Google provides API client libraries for a number of languages. For the purposes of this demonstration, I’ll be using the .NET client library. Play it smart and leverage the libraries vendors provide for ease of integration as well as avoiding critical mistakes that could impact the security of your API calls. Now using libraries doesn’t mean you get to ignore what goes on behind the curtains. It’s critical to understand what the libraries are doing to ensure they’re doing things securely and for the purposes of working out bugs. APIs in the cloud are changing on a daily basis, don’t count on the libraries keeping up with the vendor pace. The last thing you want to run into is an situation where your application kicks the bucket due to an API change that isn’t reflected in the library and you’re stuck with a broken production application.
With that lecture out of the way, let’s get into the code for the demo application.
My first step is to open a new project in Visual Studio creating a Visual C# Console App using the .NET Framework. Before I jump into using Google’s libraries I’m going to do the exact opposite of what I advised you to do above. Yes folks, I’m going to make a call to the API without using Google’s libraries for the purposes of demonstrating the steps involved in acquiring an access token and sending that access token to the API to retrieve data. I’ll then demonstrate how much simpler it is to use the library so you’ll appreciate the value of them.

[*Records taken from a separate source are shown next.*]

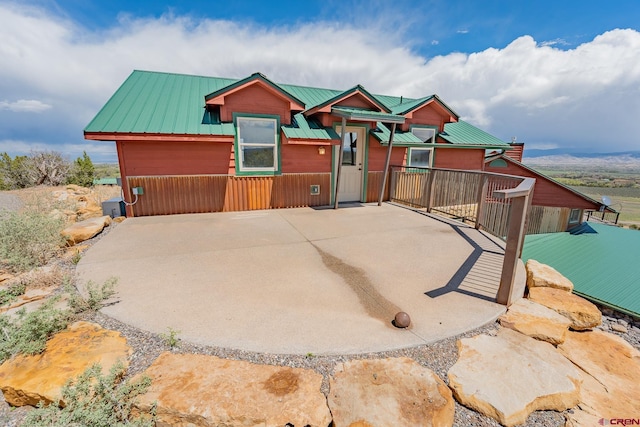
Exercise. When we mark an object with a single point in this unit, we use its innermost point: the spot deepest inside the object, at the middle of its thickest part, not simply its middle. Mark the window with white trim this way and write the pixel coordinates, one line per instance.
(257, 147)
(419, 157)
(574, 217)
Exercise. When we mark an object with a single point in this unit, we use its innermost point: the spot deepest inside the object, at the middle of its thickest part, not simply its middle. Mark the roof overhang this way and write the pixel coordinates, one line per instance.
(100, 136)
(217, 97)
(354, 114)
(327, 106)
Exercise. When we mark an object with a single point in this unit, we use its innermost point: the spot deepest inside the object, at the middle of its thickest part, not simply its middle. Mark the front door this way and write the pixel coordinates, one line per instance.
(352, 171)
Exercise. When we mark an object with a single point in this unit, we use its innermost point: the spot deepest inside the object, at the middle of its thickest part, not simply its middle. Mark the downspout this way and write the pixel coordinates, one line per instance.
(386, 164)
(340, 156)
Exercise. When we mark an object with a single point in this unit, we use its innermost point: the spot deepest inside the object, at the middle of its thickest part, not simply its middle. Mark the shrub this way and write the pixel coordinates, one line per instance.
(14, 172)
(28, 332)
(82, 171)
(11, 293)
(96, 295)
(171, 337)
(95, 400)
(29, 239)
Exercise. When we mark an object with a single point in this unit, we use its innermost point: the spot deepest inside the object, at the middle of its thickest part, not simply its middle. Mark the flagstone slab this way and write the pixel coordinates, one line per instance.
(536, 321)
(389, 392)
(508, 376)
(198, 390)
(582, 313)
(27, 380)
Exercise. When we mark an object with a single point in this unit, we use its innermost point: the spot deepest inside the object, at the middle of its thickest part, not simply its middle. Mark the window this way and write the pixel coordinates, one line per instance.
(420, 157)
(575, 216)
(425, 134)
(257, 144)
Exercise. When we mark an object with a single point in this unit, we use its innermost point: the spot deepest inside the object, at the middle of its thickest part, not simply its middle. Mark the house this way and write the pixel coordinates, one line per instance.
(189, 144)
(554, 206)
(601, 260)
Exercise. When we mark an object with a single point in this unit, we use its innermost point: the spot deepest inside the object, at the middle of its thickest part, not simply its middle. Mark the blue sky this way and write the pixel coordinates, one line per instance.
(555, 74)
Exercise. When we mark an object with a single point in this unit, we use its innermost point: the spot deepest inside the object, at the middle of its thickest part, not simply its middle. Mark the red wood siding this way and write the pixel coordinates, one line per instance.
(378, 155)
(255, 99)
(546, 192)
(515, 152)
(173, 158)
(464, 159)
(357, 101)
(304, 158)
(427, 115)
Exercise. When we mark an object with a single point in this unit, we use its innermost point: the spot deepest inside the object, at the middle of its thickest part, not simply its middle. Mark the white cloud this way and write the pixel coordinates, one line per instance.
(24, 106)
(100, 152)
(585, 96)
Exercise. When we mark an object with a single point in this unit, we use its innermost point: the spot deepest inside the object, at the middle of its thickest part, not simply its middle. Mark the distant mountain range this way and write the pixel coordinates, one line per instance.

As I explained in my last post, Google APIs use OAuth 2.0 for delegated access to data. Google does a good job explaining the basic steps in obtaining an access token in this article so I won’t go too deeply into detail. Instead I’m going to walk through putting these steps into code. Fair warning, this code is meant for demo purposes only. This means I’m not going to do any data validation, exception catching, or exercise secure coding practices. Please please please don’t use my terrible coding practices in any real applications you develop.
Ready? Let’s begin.
The article above first instructs you to obtain OAuth 2.0 credential which I did in my last entry. The second step is to obtain an access token from the Google Authorization Server. I’ll be following the instructions for the OAuth 2.0 for Service Accounts since I’m building a console application for simplicity purposes.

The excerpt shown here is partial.